Вы дома одна? То же самое спросил он тогда на даче у Полины... спросил, чтобы вернуться...
– Чалов! – крикнула Катя. – Чалов, не надо!
Где-то далеко, далеко...
Не здесь...
Не сейчас...
Среди сухой травы...
В дорожной пыли...
В пересохшем колодце...
Лишь эхо...
Лишь эхо и тени...
И прах...
– И ты здесь... Вообще-то можно было бы догадаться, принимая во внимание, что ты всегда...
Он обращался к ней на «ты», и в его левой руке уже был пистолет – небольшой, не табельный. Не служебный.
– Отличалась редкой сообразительностью, – внезапно он с силой ударил судью Дынник ногой, так что она, дико вскрикнув, упала прямо на Катю, сбив ее с ног.

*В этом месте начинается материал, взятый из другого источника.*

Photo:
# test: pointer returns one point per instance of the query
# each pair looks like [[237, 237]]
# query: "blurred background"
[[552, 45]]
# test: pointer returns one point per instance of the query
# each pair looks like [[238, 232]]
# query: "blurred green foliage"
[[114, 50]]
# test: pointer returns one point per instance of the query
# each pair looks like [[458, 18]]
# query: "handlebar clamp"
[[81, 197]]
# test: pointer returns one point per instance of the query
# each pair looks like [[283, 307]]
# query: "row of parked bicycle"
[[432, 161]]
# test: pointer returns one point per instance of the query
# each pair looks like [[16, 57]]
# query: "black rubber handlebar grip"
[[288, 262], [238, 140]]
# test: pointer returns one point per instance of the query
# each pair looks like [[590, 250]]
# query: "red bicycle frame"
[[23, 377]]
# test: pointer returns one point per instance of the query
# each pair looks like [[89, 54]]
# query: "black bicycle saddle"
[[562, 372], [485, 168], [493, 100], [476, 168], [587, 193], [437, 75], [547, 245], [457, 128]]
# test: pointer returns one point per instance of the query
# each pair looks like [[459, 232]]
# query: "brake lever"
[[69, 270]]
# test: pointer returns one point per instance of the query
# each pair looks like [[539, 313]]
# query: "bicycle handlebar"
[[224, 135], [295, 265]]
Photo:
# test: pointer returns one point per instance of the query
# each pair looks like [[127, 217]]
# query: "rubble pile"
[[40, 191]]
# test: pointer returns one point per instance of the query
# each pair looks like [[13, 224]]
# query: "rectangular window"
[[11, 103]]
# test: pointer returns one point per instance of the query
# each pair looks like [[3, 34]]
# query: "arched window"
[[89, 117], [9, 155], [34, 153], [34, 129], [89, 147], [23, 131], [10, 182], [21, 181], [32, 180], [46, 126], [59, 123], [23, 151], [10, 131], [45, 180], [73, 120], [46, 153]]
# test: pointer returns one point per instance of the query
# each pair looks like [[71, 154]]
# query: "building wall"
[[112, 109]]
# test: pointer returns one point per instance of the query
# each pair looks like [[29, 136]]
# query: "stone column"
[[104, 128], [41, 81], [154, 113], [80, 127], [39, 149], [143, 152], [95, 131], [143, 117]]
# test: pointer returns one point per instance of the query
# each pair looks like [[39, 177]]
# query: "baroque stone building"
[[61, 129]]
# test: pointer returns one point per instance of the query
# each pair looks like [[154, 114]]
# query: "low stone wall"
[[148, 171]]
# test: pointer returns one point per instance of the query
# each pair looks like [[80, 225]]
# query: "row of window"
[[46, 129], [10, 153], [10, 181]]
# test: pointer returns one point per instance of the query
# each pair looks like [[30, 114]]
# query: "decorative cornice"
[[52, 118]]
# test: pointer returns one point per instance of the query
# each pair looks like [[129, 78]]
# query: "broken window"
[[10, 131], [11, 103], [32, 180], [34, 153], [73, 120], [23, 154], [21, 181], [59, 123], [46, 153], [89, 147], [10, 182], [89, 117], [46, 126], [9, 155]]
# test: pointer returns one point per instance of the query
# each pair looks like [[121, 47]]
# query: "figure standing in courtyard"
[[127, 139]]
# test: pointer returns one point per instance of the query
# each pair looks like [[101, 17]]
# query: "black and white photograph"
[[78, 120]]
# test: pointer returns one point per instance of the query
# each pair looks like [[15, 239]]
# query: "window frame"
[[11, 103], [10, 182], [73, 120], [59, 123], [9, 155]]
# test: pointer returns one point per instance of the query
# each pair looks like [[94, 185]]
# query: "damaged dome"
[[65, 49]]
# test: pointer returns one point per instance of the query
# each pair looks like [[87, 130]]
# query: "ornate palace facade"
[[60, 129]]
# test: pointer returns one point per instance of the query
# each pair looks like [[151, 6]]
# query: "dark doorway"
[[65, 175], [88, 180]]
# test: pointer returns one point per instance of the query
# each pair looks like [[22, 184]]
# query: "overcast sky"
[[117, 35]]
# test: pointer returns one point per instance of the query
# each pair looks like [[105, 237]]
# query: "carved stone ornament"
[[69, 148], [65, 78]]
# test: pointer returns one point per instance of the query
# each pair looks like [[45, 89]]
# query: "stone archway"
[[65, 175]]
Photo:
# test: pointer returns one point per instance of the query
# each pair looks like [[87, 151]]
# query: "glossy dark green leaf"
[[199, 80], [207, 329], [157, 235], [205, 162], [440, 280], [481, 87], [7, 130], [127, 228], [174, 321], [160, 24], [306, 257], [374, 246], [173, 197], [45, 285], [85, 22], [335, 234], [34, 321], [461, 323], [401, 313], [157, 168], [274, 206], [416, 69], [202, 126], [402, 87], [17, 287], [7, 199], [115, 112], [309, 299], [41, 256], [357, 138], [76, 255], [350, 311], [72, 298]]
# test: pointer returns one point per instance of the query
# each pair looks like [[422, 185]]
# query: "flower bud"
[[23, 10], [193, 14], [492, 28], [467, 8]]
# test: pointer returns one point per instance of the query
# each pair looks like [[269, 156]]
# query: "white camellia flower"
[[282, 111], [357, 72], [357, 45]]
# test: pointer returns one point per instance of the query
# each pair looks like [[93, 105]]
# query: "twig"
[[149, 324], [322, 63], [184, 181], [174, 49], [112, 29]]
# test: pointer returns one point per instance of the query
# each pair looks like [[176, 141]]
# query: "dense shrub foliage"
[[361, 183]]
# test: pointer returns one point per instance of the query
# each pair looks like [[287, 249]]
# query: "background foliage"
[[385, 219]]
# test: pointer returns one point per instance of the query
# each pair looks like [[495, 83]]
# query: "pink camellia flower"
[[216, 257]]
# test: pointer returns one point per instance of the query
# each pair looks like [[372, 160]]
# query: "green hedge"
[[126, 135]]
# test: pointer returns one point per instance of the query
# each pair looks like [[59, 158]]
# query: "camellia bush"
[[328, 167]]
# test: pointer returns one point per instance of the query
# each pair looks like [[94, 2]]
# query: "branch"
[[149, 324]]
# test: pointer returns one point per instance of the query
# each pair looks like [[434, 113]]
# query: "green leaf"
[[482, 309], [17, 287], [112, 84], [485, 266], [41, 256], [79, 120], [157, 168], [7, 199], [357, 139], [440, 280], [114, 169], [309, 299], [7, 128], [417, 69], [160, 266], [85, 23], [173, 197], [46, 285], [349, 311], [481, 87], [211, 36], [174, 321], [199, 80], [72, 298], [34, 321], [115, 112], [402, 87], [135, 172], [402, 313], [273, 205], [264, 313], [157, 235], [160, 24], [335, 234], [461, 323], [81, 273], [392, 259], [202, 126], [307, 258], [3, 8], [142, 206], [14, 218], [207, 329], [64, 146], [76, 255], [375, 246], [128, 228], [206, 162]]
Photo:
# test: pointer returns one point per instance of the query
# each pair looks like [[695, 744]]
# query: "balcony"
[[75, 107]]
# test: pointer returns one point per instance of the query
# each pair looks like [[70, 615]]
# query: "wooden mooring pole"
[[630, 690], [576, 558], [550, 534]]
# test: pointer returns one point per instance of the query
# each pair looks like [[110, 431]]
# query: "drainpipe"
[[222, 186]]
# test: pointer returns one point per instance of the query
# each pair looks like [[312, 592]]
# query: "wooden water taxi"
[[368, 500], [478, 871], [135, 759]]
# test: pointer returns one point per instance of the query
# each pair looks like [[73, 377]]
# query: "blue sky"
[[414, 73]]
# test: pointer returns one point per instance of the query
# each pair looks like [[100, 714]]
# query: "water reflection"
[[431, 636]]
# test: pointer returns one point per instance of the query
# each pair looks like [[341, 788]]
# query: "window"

– Сообразительностью и умом... и помогала мне, ты слышишь, ты очень помогла мне. Ну зачем ты приперлась сейчас сюда?! – Он возвышался над ними, распростертыми на полу, – двумя женщинами, только что по-настоящему почувствовавшими на себе, что такое сила, и ярость, и тот самый пресловутый фактор неожиданности, который всегда берет верх в критической ситуации, несмотря на все... – Он же мне сто тысяч раз рассказывал об этом деле... мой дядя Ростик... знаменитый адвокат... хвалился, как надо вести дела, как зарабатывать деньги... Сто тысяч раз твердил мне об этом, упрекая, что я ни на что подобное не способен, что у меня не хватит ума и решительности, что я всегда буду чахнуть над гребаными протоколами и тянуть лямку до нищенской пенсии...
Его голос звенел, в нем нарастала истерика...
– Сотни сидят по своим кабинетам, по норам и только ждут, когда один-единственный раз в жизни им попадется дело, настоящее дело, по которому можно будет столько взять... такие деньги, и потом жить как и где хочется и оставить еще детям своим, внукам своим... А в этом деле не надо было ничего брать, никаких космических взяток... только пораскинуть мозгами и кое-что подправить... Кого ты пожалела, дура? Эту суку из суда? Она же за деньги тогда продалась, за квартиру, они же все тогда продались... Кого ты пожалела? Я лишь воздал им всем по заслугам, и все то, что мой дядя получил таким вот способом... таким вот противозаконным закулисным способом, должно перейти ко мне. По наследству! Гаврилов, ублюдок, вышел из игры в самом ее начале... Но мой дядя заплатил мне сполна за все свои нравоучения... И «Бентли» его теперь мой – по закону, и счета в банке, и все остальное... И я вас сейчас здесь пристрелю и буду жить долго и не испытывать никаких угрызений совести. Слышишь, ты?!
Прогремел выстрел...
В квартире прогремел выстрел, и Катя... она вся сжалась в комок, гадая – куда, в какую часть тела попадет пуля, кому она достанется – ей или судье – и как обожжет, вспыхнет горячим пламенем боль...
Еще один выстрел... И еще...
Стон...
Стук предмета, упавшего на пол...
«Господи, святый боже... спаси...» – судья Дынник всхлипывала, трясясь, все еще придавливая всем своим весом Катю.
– Вы ранены?
– Он – р-ранен.
Катя осторожно приподнялась, как пехотинец, приникший к земле, выглядывает из окопа. В дверном проеме кухни с пистолетом в руках – лейтенант Женя Самойлов.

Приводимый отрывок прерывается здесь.